Loewentheil, senior associate at Camber Creek, a venture capital firm focused on real estate tech, predicts some uncertainty in the overall job market. But it's nothing the industry hasn't dealt with before. “We don't see a lot of examples of technologies that are directly eliminating jobs,” he says. “In most cases, technology helps people do their jobs better and faster. Over the long term, technology will certainly help some CRE firms streamline operations and, in turn, make some jobs obsolete. But at the same time, technology is creating new jobs. For example, there are a host of new tech-enabled amenities that commercial and multifamily buildings are offering, like concierge service. This creates new service jobs.”

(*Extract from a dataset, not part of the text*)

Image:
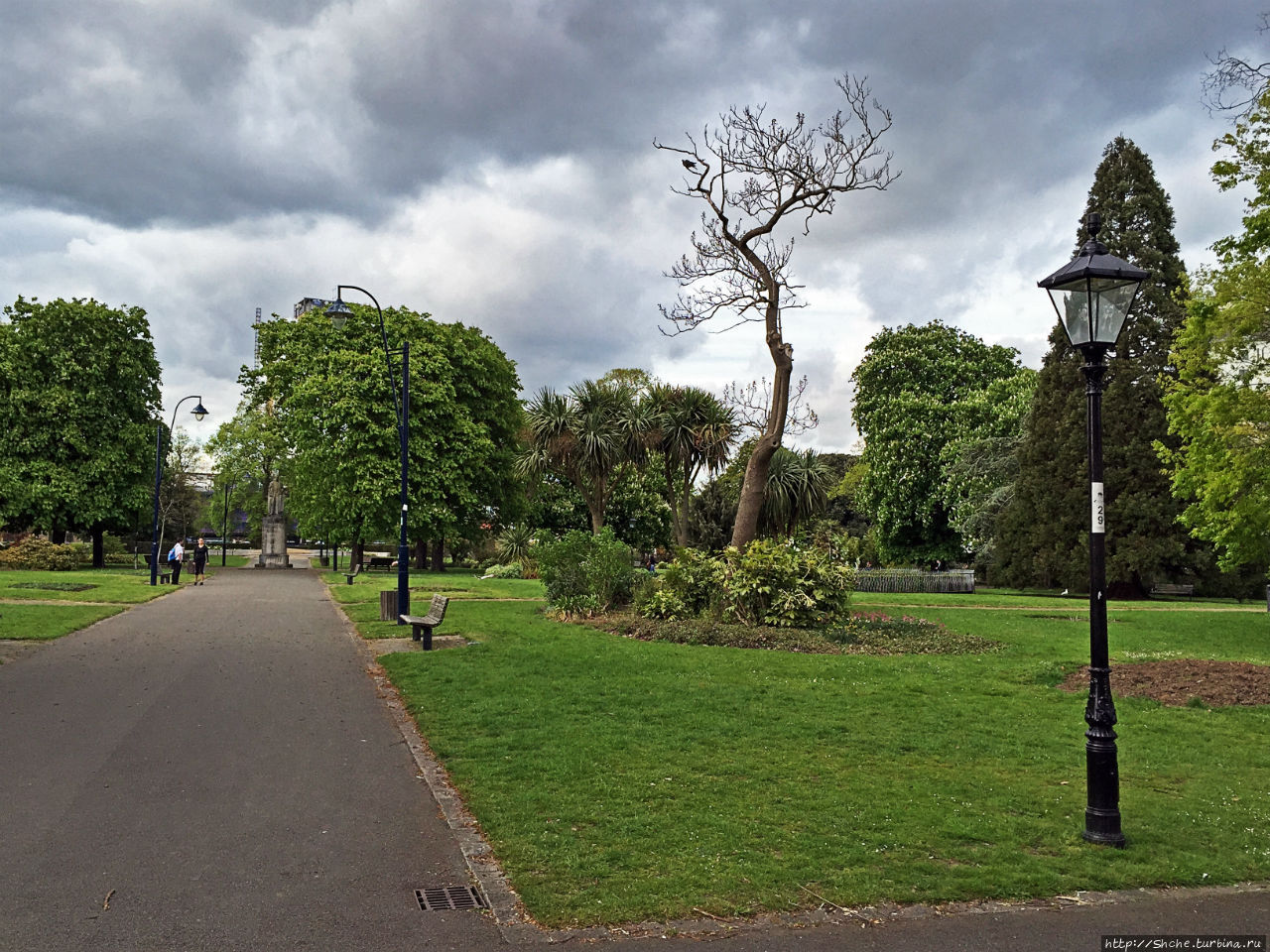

Beckerman points to the financial services industry as a case study that shows how disruptive technology can reshape the labor market without eradicating it.
“Fears of job losses are real, and people should be concerned,” he says. “But tech is going to also create jobs, empower those who embrace it, and clearly separate the field into winners and laggards. If you look at a company like Goldman Sachs that has aggressively embraced tech, it is a perfect example of what the CRE sector can anticipate - large-scale job losses of traders, bankers, and brokers and massive hiring of engineers and people that can understand what all of their new data pools mean for clients. For Goldman, the ranks of investment bankers might have been cut, but those that are using data to advise clients are making more than ever before.”
Isaacs points to his experience building a new model for valuation, one that combined engineering teams with those focused on traditional methods of appraisal. “Our [product, design, and tech] team exists to alleviate pain points for our appraisers and to increase their efficiency,” he says. “Having our appraisers work under the same roof as the people building the software for them [produces] an extremely tight feedback loop, which allows us to iterate on the software much faster than most tech companies.”
Get in Position for Future Success
According to a Harvard Business Review survey of 672 business and tech leaders, those working with pioneering companies - those that readily harnessed new technology - were also more likely to grow in comparison to companies hesitant to embrace innovation.
This association, Isaacs says, is apparent in real estate. “I think a lot of CRE professionals can be hesitant to adopt technology or work with tech-enabled vendors because it's new and different,” Isaacs says. “But the truth is, if technology is implemented properly, it makes everyone's lives so much better. … New technology may seem scary, but adoption is a surefire way to get ahead.”
Being on the cutting edge of innovation sounds like great advice, but how, exactly, do you learn what the next big thing is before it's overtaking the industry? “Change your mind from fearing it to embracing it,” Beckerman says. “It's not an age thing. It's not a segment thing. It's going to impact everyone at every level in every job function. Those who embrace it early will emerge in the power position as tech gains more adoption.
“Go to a conference. Reach out to some startups and ask for demos. Talk to peers who are embracing tech. It's a straightforward and simple process - and if a 55-year-old like me can do, trust me, anyone can!”